Our goal is the in depth characterization of Rhodopsin-cyclases by application of a number of biophysical and biophysical techniques. Our intention is to dissect the signal transduction pathway into a number of molecular events starting from the light absorption to the full activation of the protein and the detailed reaction steps of catalysis during GTP to cGMP conversion.

Enzyme rhodopsins and in particular Rhodopsin-cyclases will be used for Optogenetic applications. This means the modulation of the important cellular second messengers cGMP and cAMP non-invasively with light. This could be of great relevance for the neurosciences as well as for cell biology and clinical research.

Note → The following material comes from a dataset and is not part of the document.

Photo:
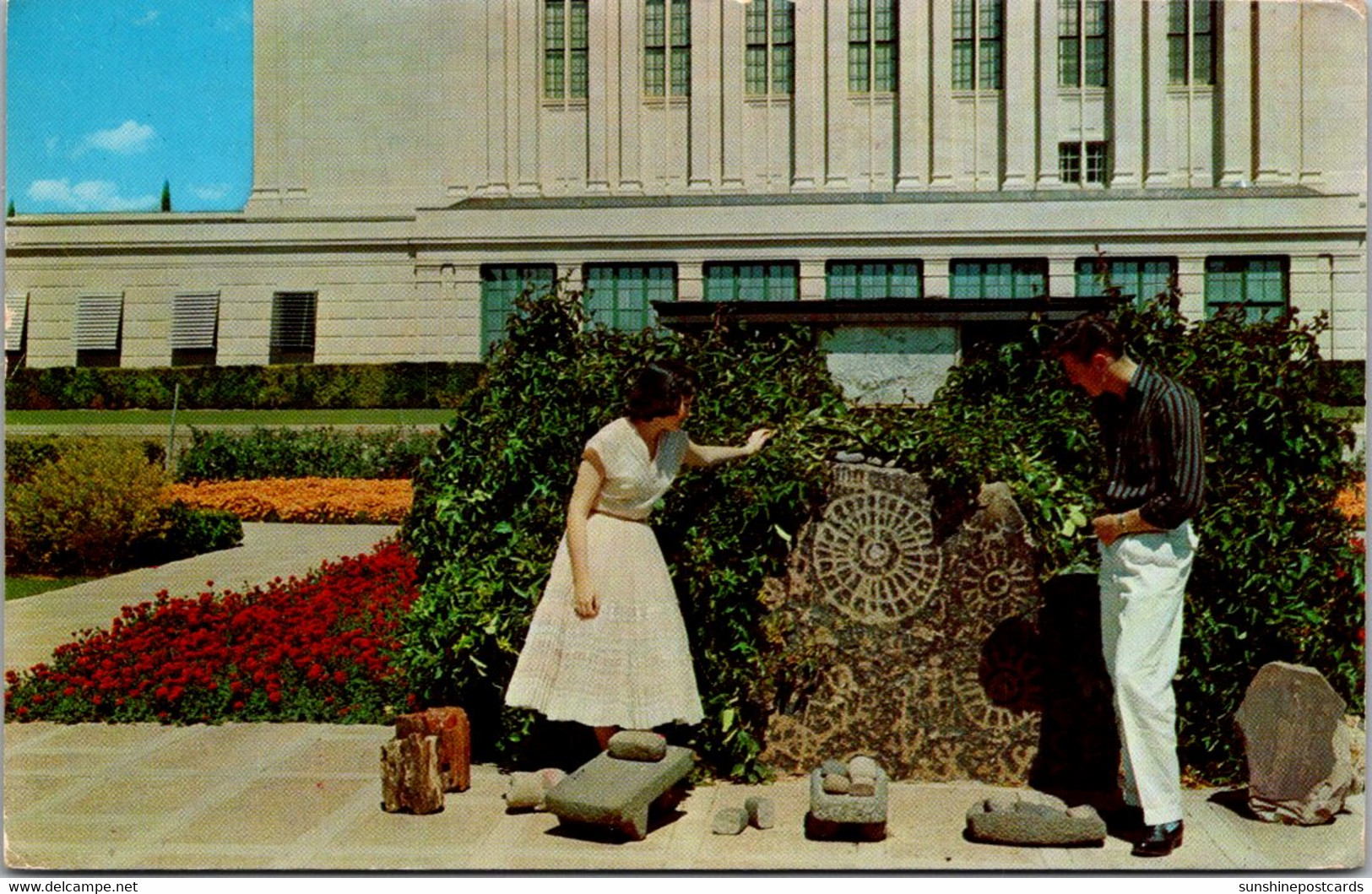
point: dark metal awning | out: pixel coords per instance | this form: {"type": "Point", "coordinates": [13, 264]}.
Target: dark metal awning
{"type": "Point", "coordinates": [882, 312]}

The overall objective is a detailed molecular and mechanistic understanding of rhodopsin cyclases as unique examples of membrane bound photoactivated enzymes.
This has been explained in the summary above. The spectroscopic and biochemical characterization of the CaRhGC is our main achievement. CaRhGC can be purified as a protein that is biochemically and photochemically more stable than BeRhGC and is a much better suited for ultra fast spectroscopy and structural studies. RhGCs are the first characterized members of the large group of enzyme rhodopsins.
Our goal for the whole project is a deep mechanistic understanding about structure and dynamics of RhGCs, about signal transmission from the rhodopsin to the cyclase and a wide optogenetic application in two component systems for sustained hyperpolarization at low light intensities.